彼の代表的な(伝説的な)技として有名なのが「無影脚」。正式な技の名称ではないがその素早さは疾風の如く、地面に足の影さえ映る暇もないほどだったことからこの名で称された素早い連続足技である。もともと足技主体の北派少林拳の一種の燕青拳の技だったが、飛鴻は北派の武術家・宋輝堂と自分が伝承してきた洪家拳の技の1つ「鉄線拳」とこの足技を交換教授して会得し、以後は自分の代名詞となるほどに磨き上げていった。

無影脚についての公式な試合記録は数点現存しているがいずれもその脅威の速度と破壊力に言及しており、足技においては「彼以前も以降もない」とされている。

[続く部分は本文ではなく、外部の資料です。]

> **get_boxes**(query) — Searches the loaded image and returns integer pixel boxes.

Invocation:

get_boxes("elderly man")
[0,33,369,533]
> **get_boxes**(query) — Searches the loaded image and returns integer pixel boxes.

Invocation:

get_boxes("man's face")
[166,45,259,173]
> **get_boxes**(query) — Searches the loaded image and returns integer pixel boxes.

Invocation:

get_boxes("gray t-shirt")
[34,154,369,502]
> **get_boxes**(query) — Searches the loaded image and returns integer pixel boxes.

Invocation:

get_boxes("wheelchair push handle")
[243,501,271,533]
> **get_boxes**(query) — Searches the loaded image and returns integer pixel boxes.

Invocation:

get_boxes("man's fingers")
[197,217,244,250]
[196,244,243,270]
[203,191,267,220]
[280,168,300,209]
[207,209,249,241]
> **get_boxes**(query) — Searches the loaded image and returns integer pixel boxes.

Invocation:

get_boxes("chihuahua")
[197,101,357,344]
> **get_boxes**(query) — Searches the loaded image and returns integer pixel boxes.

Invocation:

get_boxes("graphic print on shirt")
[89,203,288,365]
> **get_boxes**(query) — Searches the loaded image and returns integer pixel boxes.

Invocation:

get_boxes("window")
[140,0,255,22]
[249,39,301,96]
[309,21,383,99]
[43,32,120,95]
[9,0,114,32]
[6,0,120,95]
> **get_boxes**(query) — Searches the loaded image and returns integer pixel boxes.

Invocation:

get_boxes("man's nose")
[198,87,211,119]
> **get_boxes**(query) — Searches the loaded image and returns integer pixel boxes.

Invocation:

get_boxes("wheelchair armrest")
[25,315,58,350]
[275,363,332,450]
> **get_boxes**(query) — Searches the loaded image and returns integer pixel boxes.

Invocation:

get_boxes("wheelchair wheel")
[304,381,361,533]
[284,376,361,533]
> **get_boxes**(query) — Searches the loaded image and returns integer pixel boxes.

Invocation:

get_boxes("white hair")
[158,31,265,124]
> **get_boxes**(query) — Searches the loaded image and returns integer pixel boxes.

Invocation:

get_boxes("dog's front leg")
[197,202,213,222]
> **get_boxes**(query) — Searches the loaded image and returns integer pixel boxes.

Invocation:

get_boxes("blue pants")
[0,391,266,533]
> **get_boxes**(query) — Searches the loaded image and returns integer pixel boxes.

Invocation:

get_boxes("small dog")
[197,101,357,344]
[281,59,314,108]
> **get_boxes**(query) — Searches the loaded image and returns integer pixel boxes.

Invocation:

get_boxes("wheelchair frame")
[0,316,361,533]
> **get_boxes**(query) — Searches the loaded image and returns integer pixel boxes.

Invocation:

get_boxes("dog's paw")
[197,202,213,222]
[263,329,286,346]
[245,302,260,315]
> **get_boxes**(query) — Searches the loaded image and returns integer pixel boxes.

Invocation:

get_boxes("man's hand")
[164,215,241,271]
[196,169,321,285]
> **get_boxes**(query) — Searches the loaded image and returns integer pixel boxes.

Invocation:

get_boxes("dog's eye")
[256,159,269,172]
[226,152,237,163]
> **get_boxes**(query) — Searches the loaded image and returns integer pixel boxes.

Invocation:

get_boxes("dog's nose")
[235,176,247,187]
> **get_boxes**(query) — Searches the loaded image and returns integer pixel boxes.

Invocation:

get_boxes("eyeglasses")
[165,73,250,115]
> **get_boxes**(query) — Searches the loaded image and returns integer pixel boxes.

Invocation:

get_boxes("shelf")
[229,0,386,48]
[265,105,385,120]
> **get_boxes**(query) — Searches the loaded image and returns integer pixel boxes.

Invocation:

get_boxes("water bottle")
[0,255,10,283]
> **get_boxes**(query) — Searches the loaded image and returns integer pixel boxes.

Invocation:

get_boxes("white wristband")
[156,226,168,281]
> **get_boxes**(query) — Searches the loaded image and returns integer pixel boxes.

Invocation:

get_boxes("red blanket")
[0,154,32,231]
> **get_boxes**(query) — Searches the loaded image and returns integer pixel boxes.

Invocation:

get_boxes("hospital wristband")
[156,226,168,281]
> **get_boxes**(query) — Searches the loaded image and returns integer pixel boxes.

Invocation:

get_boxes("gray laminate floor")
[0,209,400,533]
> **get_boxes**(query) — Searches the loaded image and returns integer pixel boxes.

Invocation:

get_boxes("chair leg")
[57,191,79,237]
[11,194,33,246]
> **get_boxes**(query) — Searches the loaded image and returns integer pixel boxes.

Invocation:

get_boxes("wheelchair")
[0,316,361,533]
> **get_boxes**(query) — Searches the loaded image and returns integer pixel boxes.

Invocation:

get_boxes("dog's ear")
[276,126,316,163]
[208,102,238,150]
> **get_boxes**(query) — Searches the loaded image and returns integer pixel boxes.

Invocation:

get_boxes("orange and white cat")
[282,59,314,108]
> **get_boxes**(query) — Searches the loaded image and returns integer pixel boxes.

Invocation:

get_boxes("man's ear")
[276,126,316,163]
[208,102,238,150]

例えば同治6年(1867年)に香港で英国人実業家が見せ物として企画した「猛犬を素手で倒せたら賞金」というイベントに成り行きで参加しているが巨大な闘犬によって多くの挑戦者が大怪我を負う中、飛鴻の恐るべき速度の蹴り技によって一瞬で犬は絶命したと当時の記録に残されている。

映画世界一[編集]

飛鴻の没直後から、中国各地の新聞や雑誌などで黄飛鴻の伝記小説や武勇伝が盛んに連載されたことを機に一気に飛鴻の伝説は広まる。彼を題材とした映画は、第二次世界大戦後である民国38年(1949年)に制作された『黄飛鴻傳上集・鞭風滅燭』(関徳興(クワン・タッヒン)主演。關は武術家でもあり、粤劇の人気舞台俳優だった)が最初であるが以降おびただしい数の飛鴻映画が製作され、2007年現在までに香港で製作された飛鴻を描くカンフー映画は2007年現在84本にのぼり、これは同一題材で製作された映画の数としては現在世界最多でギネスブックに掲載されている。彼を主人公にした作品で日本でも著名なものは、『ドランクモンキー 酔拳』や『ワンス・アポン・ア・タイム・イン・チャイナ』シリーズなどがある。

黄飛鴻と香港映画の関係[編集]

飛鴻の弟子の1人であり彼の片腕とされた武術家・林世榮(ラム・サイウィン)の弟子、すなわち飛鴻の孫弟子にあたる劉湛(ラウ・ジャーン)の息子が劉家良(ラウ・カーリョン)である。飛鴻直系と言われる洪家拳を父から学んだ劉家良はその完成度の高さから「洪家宗師」と称されるが、もともと父が武術家としての傍らアクション映画に端役で出演していたことから映画関係にも明るく、やがてショウ・ブラザースを始め数多くの香港映画界でカンフー映画の武術指導を手がけ、自身も多くに出演するなどして香港カンフー映画の隆盛を支えた。なお前述の新聞等で連載された飛鴻の小説の作者・朱愚斎も、本来は林正榮の弟子の武術家である。

その他[編集]

日本の作家東城太郎も、黄飛鴻を主人公とした活劇小説を3冊刊行している。また、梶研吾によるシャーロック・ホームズを主人公とした小説『バトル・ホームズ』シリーズの2巻にも、黄飛鴻が登場する。 又、一説によれば黄飛鴻は、1848年の8月18日生まれとあり、享年75か76とある。これは、「大図解」カンフーの必殺技や「決定版」中国武術最強の必殺技FILEと言う名の本によるもの。台湾のゲームメーカーIGSが発売した対戦格闘ゲーム『形意拳』は黄飛鴻をモチーフとしているが、日本で発売されたバージョンでは全て架空の人物名に改変されている。